Handling Multicollinearity Problems in Indonesia's Economic Growth Regression Modeling Based on Endogenous Economic Growth Theory
Penanganan Masalah Multikolinieritas pada Pemodelan Pertumbuhan Ekonomi Indonesia Berdasarkan Teori Pertumbuhan Ekonomi Endogenous
DOI:
https://doi.org/10.29244/ijsa.v6i2p214-230Keywords:
endogenous economic growth, lasso, multicollinearityAbstract
One of the multiple linear regression applications in economics is Indonesia’s economic growth model based on the theory of endogenous economic growth. Endogenous economic theory is the development of classical theory which cannot explain how the economy grows in the long run. The regression model based on the theory of endogenous economic growth used many independent variables, which caused multicollinearity problems. In this study, the multiple linear regression model using the least-squares estimation method and some methods to handle the multicollinearity problem was implemented.

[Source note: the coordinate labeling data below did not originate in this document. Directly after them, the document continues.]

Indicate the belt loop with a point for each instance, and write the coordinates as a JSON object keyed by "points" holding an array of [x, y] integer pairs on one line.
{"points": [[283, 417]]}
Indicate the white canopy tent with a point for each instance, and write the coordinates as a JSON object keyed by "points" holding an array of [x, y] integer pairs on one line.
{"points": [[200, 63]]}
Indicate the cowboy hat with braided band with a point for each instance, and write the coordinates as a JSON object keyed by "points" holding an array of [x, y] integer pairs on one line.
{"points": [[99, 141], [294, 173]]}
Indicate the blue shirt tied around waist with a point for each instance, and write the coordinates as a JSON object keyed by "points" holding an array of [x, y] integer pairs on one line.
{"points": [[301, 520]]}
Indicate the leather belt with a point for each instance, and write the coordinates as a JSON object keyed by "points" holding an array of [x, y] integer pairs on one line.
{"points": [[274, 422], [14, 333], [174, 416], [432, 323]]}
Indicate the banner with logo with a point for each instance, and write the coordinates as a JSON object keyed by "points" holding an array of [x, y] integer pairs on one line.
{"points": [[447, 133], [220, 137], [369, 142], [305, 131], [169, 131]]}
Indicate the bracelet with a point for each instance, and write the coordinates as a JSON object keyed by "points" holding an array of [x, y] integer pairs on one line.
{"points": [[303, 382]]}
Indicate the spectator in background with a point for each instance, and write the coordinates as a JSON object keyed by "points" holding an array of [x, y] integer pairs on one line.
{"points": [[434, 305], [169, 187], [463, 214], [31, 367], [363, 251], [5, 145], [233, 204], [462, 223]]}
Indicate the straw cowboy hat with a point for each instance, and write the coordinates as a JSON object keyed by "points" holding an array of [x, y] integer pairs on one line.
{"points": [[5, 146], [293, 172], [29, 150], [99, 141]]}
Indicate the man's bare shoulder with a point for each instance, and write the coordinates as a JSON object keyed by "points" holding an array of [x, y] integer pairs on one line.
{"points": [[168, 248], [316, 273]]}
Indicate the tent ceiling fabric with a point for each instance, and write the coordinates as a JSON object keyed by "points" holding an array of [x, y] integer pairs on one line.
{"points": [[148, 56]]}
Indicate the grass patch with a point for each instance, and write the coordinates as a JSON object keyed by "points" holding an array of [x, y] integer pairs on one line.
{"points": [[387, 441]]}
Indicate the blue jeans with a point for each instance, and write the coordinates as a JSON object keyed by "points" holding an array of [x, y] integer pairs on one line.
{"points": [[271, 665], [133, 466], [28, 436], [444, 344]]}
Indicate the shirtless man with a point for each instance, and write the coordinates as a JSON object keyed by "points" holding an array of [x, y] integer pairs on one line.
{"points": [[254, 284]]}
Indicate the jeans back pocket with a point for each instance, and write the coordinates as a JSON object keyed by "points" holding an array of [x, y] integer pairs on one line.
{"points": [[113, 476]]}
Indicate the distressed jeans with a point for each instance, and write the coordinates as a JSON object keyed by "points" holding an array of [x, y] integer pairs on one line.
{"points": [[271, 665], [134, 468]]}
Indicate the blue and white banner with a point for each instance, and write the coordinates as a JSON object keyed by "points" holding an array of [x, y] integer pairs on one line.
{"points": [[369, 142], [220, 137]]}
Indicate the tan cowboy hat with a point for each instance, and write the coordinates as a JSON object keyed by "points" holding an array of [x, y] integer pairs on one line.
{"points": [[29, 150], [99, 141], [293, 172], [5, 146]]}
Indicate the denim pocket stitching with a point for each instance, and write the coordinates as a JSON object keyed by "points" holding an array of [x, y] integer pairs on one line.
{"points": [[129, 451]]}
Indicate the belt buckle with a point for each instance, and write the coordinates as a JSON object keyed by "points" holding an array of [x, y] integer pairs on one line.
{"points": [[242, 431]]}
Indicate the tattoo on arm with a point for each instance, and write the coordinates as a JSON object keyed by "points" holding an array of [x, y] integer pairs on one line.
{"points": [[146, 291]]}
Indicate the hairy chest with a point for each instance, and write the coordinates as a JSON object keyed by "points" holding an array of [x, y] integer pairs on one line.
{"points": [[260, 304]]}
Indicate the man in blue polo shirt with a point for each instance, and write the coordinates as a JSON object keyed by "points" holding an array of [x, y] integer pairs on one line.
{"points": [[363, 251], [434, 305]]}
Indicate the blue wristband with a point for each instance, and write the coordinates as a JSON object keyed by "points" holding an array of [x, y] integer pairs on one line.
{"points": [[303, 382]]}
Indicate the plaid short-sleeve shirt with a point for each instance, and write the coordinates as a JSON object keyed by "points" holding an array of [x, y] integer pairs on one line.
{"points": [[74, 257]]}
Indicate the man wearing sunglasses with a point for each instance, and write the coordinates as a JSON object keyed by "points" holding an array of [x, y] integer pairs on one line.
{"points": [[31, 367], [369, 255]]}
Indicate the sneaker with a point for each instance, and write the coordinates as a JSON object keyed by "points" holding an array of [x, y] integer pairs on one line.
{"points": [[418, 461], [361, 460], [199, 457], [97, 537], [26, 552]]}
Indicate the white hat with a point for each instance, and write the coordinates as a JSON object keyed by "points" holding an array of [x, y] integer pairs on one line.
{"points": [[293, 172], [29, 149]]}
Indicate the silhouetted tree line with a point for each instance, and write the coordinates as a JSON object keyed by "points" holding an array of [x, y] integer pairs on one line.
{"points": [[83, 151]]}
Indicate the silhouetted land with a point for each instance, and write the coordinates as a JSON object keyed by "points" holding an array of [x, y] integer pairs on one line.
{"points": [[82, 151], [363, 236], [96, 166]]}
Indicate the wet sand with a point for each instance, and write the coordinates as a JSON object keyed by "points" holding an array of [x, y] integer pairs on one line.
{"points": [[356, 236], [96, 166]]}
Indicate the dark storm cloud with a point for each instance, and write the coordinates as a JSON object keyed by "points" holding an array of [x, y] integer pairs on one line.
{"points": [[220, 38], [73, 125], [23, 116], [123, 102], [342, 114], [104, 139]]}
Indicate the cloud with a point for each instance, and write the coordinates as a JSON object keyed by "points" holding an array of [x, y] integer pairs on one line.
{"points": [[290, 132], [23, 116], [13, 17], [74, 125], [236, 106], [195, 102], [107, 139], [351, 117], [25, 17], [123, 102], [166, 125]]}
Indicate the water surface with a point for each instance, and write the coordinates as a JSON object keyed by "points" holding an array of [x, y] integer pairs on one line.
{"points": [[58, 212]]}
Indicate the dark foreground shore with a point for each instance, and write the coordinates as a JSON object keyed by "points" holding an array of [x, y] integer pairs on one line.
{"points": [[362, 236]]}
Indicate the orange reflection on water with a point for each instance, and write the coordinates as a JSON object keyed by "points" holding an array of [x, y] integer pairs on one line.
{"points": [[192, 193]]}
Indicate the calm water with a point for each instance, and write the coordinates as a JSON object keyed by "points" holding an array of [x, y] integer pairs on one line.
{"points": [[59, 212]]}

Variable selection methods (backward, forward, and stepwise), principal component regression (PCR), partial least square (PLS), and regularization methods (Ridge, Lasso, and Elastic Net) were applied to solve the multicollinearity problem. Variable selection method with backward, forward, and stepwise has not been able to overcome the problem of multicollinearity. In contrast, Principal Component Regression, PLS regression, and regularization regression methods overcame the multicollinearity problem. We used "leave one out cross-validation" (LOOCV) to determine the best method for handling multicollinearity problems with the smallest mean square of error (MSE). Based on the MSE value, the best method to overcome the multicollinearity problem in the economic growth model based on endogenous economic growth theory was the Lasso regression method.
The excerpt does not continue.